Automated Recyclable Contamination Detection in Industrial Processing Facilities
The following is my very first research project, which attempts to use deep-learning to automate recyclable sorting. Below the abstract and implementation steps are presented. The full paper can be found here.

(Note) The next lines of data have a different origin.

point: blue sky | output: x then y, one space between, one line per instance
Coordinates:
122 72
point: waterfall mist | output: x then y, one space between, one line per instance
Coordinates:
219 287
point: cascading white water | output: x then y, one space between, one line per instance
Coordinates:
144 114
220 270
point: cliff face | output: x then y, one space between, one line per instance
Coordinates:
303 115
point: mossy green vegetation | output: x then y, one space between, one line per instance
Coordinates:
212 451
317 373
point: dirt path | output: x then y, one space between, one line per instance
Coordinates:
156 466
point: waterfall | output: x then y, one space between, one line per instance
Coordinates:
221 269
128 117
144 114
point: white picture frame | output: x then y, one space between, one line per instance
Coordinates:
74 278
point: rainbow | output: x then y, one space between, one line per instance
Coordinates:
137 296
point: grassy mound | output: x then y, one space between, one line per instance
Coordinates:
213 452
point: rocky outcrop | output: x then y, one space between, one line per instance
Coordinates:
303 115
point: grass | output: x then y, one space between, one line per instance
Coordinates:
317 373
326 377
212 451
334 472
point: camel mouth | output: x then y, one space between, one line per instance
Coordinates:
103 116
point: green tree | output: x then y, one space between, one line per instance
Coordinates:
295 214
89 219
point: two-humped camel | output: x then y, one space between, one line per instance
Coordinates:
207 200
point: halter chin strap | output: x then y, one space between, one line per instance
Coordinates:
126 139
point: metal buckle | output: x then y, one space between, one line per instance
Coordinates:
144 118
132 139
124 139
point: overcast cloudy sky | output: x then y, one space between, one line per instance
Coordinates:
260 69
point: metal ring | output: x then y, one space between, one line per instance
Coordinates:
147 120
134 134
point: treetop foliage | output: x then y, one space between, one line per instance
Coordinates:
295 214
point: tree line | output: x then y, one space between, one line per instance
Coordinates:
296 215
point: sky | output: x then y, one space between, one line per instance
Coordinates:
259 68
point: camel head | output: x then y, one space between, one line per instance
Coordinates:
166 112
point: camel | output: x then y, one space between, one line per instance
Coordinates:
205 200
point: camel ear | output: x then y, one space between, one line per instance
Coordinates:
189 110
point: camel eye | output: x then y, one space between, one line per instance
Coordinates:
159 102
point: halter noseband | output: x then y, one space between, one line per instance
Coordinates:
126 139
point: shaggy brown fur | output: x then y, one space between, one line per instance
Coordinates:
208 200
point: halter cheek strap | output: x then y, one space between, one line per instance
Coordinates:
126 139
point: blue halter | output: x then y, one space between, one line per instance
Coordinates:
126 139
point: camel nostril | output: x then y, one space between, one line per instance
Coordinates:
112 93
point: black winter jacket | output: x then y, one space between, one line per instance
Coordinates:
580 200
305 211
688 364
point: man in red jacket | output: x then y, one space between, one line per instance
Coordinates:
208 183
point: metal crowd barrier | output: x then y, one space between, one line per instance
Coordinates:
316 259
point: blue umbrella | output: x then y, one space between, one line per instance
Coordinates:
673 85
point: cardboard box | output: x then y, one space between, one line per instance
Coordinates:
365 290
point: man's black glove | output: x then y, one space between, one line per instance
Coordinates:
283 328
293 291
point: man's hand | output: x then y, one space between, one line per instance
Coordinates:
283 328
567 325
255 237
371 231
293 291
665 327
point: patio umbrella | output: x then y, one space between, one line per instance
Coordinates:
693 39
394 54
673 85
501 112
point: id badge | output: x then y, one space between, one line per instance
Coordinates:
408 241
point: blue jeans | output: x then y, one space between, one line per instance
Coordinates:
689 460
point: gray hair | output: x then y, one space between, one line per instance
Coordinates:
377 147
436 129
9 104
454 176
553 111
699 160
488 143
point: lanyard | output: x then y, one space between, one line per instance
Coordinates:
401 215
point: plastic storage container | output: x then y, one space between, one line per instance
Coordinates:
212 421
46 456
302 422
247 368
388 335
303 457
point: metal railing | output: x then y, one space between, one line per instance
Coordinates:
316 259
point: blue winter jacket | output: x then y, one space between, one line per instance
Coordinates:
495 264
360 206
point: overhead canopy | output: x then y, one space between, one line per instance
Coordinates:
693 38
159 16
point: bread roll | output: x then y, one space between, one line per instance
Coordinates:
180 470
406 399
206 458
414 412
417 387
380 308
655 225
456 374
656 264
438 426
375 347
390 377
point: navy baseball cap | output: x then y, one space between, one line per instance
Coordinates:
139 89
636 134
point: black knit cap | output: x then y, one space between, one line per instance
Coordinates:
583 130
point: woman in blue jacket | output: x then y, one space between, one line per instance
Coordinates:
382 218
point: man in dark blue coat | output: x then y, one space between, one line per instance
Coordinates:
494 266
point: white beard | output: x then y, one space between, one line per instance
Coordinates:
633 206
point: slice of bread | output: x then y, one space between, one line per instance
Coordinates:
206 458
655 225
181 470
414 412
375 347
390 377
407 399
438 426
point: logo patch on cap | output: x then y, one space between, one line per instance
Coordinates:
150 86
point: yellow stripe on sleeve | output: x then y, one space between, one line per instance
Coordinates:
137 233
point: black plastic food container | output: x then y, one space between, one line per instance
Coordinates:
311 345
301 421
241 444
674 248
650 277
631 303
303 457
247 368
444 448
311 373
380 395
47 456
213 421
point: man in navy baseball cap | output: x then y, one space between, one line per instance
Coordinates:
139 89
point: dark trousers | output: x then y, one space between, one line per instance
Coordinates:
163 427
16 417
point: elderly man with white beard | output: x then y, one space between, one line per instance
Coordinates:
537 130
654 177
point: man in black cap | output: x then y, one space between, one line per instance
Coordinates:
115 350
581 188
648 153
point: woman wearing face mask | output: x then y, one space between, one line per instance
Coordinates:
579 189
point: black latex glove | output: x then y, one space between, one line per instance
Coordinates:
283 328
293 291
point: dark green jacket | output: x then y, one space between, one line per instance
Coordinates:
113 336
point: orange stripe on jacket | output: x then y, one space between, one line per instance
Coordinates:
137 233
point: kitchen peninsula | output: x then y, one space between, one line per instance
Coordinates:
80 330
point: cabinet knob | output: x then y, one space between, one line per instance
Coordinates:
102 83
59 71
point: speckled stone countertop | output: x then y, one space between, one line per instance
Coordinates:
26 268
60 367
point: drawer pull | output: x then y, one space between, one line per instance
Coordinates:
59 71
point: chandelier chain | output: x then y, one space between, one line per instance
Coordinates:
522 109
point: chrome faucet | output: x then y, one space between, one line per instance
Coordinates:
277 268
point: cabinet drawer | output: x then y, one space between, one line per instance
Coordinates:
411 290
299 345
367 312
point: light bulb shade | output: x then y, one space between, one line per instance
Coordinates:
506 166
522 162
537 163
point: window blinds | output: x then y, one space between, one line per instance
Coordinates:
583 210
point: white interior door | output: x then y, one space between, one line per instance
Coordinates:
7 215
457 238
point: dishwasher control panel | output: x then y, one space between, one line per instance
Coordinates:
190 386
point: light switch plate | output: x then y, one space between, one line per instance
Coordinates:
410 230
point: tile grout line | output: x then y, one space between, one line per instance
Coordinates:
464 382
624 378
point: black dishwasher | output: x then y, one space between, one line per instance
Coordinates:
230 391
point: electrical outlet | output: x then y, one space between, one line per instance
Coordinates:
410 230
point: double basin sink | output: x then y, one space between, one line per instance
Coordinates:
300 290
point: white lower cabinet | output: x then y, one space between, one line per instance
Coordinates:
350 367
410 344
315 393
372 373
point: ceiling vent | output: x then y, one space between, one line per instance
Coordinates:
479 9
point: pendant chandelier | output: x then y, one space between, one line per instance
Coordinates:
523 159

Waste production per capita has been consistently increasing, generating more municipal solid waste every year. Processing plants can help address this abundance by repurposing recyclables into raw materials through the use of specialized machinery and human sorters. New contamination policies, however, call for cleaner raw materials, thereby requiring additional processing time, making it more challenging for facilities to recycle profitably. Items that previously could have been recycled are now being directly sent to landfills, exacerbating the global landfill crisis. Additionally, there are concerns for human sorters with respect to operating efficiency and health care (pathogen exposure and hearing loss). To address these issues, a deep-learning-based system capable of real-time segmentation and contamination detection was created. In order to build a dataset, conveyor belt streams containing a variety of recyclables were recorded directly overhead at sixty frames per second. Using the VGG Image Annotation tool, each item present in a given frame was segmented and classified as contamination or non-contamination. A pretrained Mask-RCNN, a convolutional neural network optimized for instance segmentation tasks, was finetuned over this footage for 1000 iterations. In early-stage testing with a smaller-line containing only high-density polyethylene (e.g. milk and detergent containers), the model was capable of identifying and segmenting nearly all items at the same rate as humans (~1.3 seconds). Further, the model was 96.1% accurate in detecting total contamination, a metric higher than that of human sorters. These results indicate that the system has the potential to be deployed to active processing plants.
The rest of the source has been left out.